“1st. We insist upon plenty of sleep. Our oldest pupils go to bed at nine o'clock, the younger ones at eight or half-past eight; and none rise before six. We have no work before breakfast. We allow no later hours, and no omission of out-door exercises when preparing for examination.
“2d. We do not allow them to work immediately after a meal, and after dinner we have no lessons (recitations), except music and dancing, and no heavy study.
“3d. We regularly secure from one to two hours' exercise in the open air, and we never keep them too long at one occupation; but they must work vigorously while they are about it.
“4th. We make a great point of warm clothing and careful ventilation of the rooms.
“5th. The intellectual work is not allowed to exceed six hours per day; and if more than one hour is given to music, the other work is diminished.
“6th. Each girl is watched, and little ailments are attended to.”
This schedule represents the general practice in the best schools and under the best governesses, and the poorer schools differ mainly only in this, that they permit more dawdling work. In a few schools, girls who are a little older, or are exceptionally strong, are permitted to exceed the six-hour limit of work; but the general habit and feeling would be so much against it, that, as a rule, the girl would not think of asking the exceptional favor, and the teacher would not like the responsibility of giving it. These rules, of course, are not always thoroughly carried out; but with the careful home discipline, the habits of obedience in girls, and the frank intercourse and co-operation between parents and teachers, it is safe to say a pretty strict observance of them is secured.
In regard to the care taken of girls during the few years of their most rapid and culminating development there are no rules uniformly observed, except that riding, and very vigorous exercises, are prohibited on the occasions when the system has less than its usual vigor. Beyond this, the sixth rule given above covers the whole ground. Whatever especial care is needed, is adapted to individual cases. If paleness, languor, or unusual color is observed, it is at once traced to its cause, and that cause is removed. The schools that expect to get the daughters from the best families must show the best results in health. I quote the following from the letter of a teacher whose large and varied experience in teaching girls and women, and whose present educational position, together with her especial knowledge of physiology, makes her, I think, the best authority upon this point: “The result of my observation is, that English mothers and schoolmistresses are very careful about the health of girls between the ages of fourteen and eighteen—in fact, rather disposed to be over-careful, and to listen to the fears of medical men as to overwork. I have known girls who suffered from unnatural conditions of their functional organization, but I can safely say these have never been brought on by mental work; they have been induced by change of diet, such as girls brought into town from the country must always experience, or by coming into a sedentary life after an active one, or from inattention to the action of the digestive organs, but none from mental work. My own experience would lead me most unhesitatingly to say that regular mental occupation, well arranged, conduces wholly to the health of a girl in every way, and that girls who have well-regulated mental work are far less liable to fall into hysterical fancies than those who have not such occupation.”
The following is from the letter of an English medical lady educated on the Continent. “The exercise of the intellectual powers is the best means of preventing and counteracting an undue development of the emotional nature. The extravagances of imagination and feeling, engendered in an idle brain, have much to do with the ill-health of girls.”

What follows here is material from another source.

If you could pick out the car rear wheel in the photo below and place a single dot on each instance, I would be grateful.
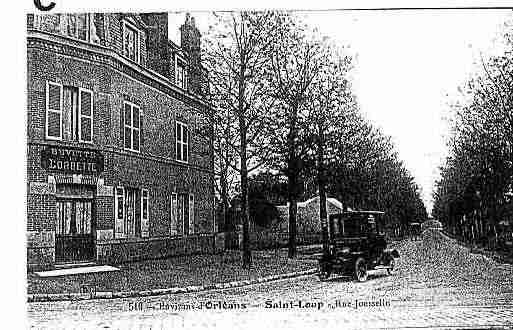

In the evidence given by an eminent teacher before the Royal Commission, in answer to the inquiry whether there was not some danger of injuring the health of girls between the ages of fourteen and sixteen by hard study, I find the following: “I think study improves their health very much. I am sure great harm is often done by hasty recommendation to throw aside all study, when a temperate and wisely regulated mental diet is really required. They will not do nothing, but if they have not wholesome, and proper, and unexciting occupations, they will spend their time on sensational novels and things much more injurious to health. Where I have heard complaints about health as being injured by study, they have proceeded from those who have done least work at college. Indeed, I do not know of any case of a pupil who has really worked, and whose health has been injured. We have had complaints in a few cases where the girls have been decidedly not industrious.” In answer to the inquiry, whether a girl's mind has not a tendency to develop more rapidly than a boy's mind, and whether, in consequence, there is not some risk of its being overstrained, the reply is, “decidedly, if the teacher is not judicious; but supposing that sufficient time is given to exercise, sleep, and recreation, then there is no danger of its being overstrained by a teacher who does not give work that the pupil does not understand. For one girl in the higher middle classes who suffers from overwork, there are, I believe, hundreds whose health suffers from a feverish love of excitement, from the irritability produced by idleness, frivolity, and discontent. I am persuaded, and my experience has been confirmed by experienced physicians, that the want of wholesome occupation lies at the root of the languid debility of which we hear so much after girls leave school. I have been considering the question of health somewhat of late, and I have made up from different tables some statistics about literary ladies; from one source I find that the average age to which they live is over sixty-one, and from another sixty-eight; so that I do not think learning can injure their health. Harm is often done in this way: where a pupil goes to several different teachers, one of these, ignorant of the amount required by other teachers, may give too much work, and this can only be kept balanced by care from the head teacher, who overlooks the whole.”